Blah, blah, blah, back to Ms. Clift.
The more we learn about the secretive White House Iraq Group (WHIG) and the role of Vice President Dick Cheney in pressing his dark views on the country, the likelier it is that the administration will be found culpable for exaggerating the threat Saddam Hussein posed in its zeal to go to war.

Huh? Where is the evidence that supports this? At best there is evidence that an administration official put the word out on a guy who was lying about the evidence surrounding WMD. This may have been impolite, unwise, and possibly illegal. This revelation has absolutely no link to "exaggerating" evidence. The guy being outed was the only one we know was lying about evidence.
If the Democrats win back the House in the '06 election, Michigan Democrat John Conyers will chair the House Judiciary committee. On the day the Scooter Libby indictments were handed down, Conyers invoked the language of Watergate: "What did the president and the vice president know, and when did they know it?" If the political tables turn, impeachment may not be so far-fetched after all.

The only reason this isn't funny is that she is actually saying this straight faced. There are currently 228 Republicans, 205 Democrats, 1 Independent, and one vacancy in the House.

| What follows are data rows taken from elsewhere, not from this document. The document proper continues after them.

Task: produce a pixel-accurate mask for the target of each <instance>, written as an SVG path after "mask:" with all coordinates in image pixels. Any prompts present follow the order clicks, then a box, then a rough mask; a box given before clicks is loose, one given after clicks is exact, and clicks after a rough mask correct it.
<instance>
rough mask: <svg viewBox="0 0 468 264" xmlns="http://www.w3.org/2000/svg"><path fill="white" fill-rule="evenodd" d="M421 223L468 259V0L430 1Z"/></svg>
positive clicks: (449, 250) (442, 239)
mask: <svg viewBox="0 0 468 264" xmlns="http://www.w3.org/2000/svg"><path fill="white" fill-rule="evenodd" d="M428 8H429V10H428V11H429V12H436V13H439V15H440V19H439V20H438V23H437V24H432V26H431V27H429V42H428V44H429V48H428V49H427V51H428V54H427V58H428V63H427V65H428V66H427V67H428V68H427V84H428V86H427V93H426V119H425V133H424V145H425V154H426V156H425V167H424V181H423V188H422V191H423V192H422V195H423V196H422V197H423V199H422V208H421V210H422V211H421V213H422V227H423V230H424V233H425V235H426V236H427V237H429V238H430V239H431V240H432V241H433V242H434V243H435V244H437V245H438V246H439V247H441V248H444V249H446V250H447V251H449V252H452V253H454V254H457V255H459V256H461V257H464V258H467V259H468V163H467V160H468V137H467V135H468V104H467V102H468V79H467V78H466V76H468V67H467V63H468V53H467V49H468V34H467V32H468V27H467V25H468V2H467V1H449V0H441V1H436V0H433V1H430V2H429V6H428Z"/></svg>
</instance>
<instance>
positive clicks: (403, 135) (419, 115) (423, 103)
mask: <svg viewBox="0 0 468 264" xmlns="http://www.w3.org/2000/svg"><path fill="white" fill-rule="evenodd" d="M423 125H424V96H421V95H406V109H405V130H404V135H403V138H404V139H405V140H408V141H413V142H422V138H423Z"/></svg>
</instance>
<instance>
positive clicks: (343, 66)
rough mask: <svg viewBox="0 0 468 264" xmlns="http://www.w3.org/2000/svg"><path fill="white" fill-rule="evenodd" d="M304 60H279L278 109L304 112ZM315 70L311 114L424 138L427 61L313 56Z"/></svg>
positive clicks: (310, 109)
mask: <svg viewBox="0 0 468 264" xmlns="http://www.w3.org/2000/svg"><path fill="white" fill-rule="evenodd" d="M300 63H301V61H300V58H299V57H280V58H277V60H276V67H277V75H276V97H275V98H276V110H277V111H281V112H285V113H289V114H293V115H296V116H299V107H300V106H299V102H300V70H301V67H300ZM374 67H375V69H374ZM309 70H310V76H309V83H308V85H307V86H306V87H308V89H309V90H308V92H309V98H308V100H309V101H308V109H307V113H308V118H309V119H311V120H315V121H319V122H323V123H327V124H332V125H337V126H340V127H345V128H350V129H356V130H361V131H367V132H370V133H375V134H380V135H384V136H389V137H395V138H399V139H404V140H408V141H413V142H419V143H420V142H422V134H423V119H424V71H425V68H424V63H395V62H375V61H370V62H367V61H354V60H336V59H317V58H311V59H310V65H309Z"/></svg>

They need 218. So, assuming they pick up the vacancy and the "Independent" votes with them they need to pick up another net 11. This is technically possible. Newt managed to pick up 54 seats a decade ago. That being said, either side getting more than a 5 seat net gain in the gerrymandered and divided world we live in today is highly unlikely outside of redistricting. Where was big redistricting done? Texas. Which party is that likely to favor? Sorry Ms. Clift.